In 2017 the NZ frigate Te Kaha visited Jakarta and in 2016 New Zealand hosted the KRI Banda Aceh at the time of the Royal New Zealand Navy 75th Anniversary. Prior to the Anniversary events, Indonesia took part in the ASEAN Defence Ministers’ Meeting-Plus Maritime field training Counter Terrorism Exercise: Mahi Tangaroa
New Zealand and Indonesian Defence Ministers hold annual bilateral defence talks, alternating the venue between Jakarta and Wellington. New Zealand has a Defence Attaché based in the Jakarta Embassy.

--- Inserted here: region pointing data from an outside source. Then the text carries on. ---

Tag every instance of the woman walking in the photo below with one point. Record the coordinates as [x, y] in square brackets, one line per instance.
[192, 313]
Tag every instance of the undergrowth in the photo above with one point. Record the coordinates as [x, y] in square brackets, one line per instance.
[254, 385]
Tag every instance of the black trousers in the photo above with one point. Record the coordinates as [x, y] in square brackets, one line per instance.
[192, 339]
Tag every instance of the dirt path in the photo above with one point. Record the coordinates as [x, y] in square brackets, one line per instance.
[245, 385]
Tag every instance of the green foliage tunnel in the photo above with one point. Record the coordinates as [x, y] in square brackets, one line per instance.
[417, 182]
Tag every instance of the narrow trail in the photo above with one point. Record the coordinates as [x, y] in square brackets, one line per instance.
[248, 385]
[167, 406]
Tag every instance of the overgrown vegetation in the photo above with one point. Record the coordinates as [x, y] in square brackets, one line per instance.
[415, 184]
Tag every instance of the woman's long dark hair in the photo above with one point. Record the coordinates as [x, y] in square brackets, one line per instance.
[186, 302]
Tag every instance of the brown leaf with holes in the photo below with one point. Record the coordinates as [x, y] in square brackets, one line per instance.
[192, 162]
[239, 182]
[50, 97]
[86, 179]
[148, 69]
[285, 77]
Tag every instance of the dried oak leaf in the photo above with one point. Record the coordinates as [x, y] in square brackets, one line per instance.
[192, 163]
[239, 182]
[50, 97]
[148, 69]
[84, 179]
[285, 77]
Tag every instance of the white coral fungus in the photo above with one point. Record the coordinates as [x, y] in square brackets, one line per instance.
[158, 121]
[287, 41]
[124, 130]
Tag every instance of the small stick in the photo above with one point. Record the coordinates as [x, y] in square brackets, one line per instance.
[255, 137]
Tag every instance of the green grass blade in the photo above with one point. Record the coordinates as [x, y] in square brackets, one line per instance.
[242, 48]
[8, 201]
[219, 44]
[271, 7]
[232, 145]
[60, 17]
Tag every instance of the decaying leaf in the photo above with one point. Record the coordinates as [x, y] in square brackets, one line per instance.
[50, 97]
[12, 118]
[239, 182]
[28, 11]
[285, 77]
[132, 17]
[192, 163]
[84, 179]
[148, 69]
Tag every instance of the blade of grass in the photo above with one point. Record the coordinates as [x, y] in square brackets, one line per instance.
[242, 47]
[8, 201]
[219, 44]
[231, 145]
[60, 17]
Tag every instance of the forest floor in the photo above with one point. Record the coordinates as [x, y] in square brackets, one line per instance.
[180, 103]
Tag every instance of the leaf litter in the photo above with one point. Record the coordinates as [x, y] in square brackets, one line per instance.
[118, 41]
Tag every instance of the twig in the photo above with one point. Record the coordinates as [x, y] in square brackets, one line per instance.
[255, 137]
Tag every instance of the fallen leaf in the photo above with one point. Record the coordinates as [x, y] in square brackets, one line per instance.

In 2018 President Widodo visited New Zealand at the time that New Zealand was celebrating its 60th year of diplomatic relations with Indonesia. The bilateral relationship was upgraded to a ‘Comprehensive Partnership’. This places New Zealand on equal standing with other ‘tier two’ partners – Russia and the EU. (One step below ‘tier one’ Strategic Partners Australia, China, Japan and the US.)
Since 2008 New Zealand has exported military aircraft parts to the Indonesian Air Force. In most years, including 2020 these parts are listed as ‘P3 Orion; C130 Hercules & CASA Military Aircraft: Engines, Propellers & Components incl. Casa Hubs and Actuators’.
This information has been obtained by a series of Official Information Act requests and the most recently obtained export listing states that the ‘end user’ of the parts is the Indonesian Air Force. The name of the exporter has been redacted.
New Zealand also exports other ‘strategic goods’ to Indonesia, including small arms including rifles and pistols. For example in 2020 approval was given for the export of ‘Glock 43 TFS Semi Auto Pistol 9mm with Magazines’ and a ‘GBC Rifle Carbine, Carbon Fiber Suppressor 9mm’ among some 16 other similar listings. The values, end-users, and quantities of these items have all been withheld.
Further research is being pursued. The exposure of New Zealand’s military exports to Saudi Arabia has led to some controversy which has extended to concern about military exports to other countries with poor human rights records.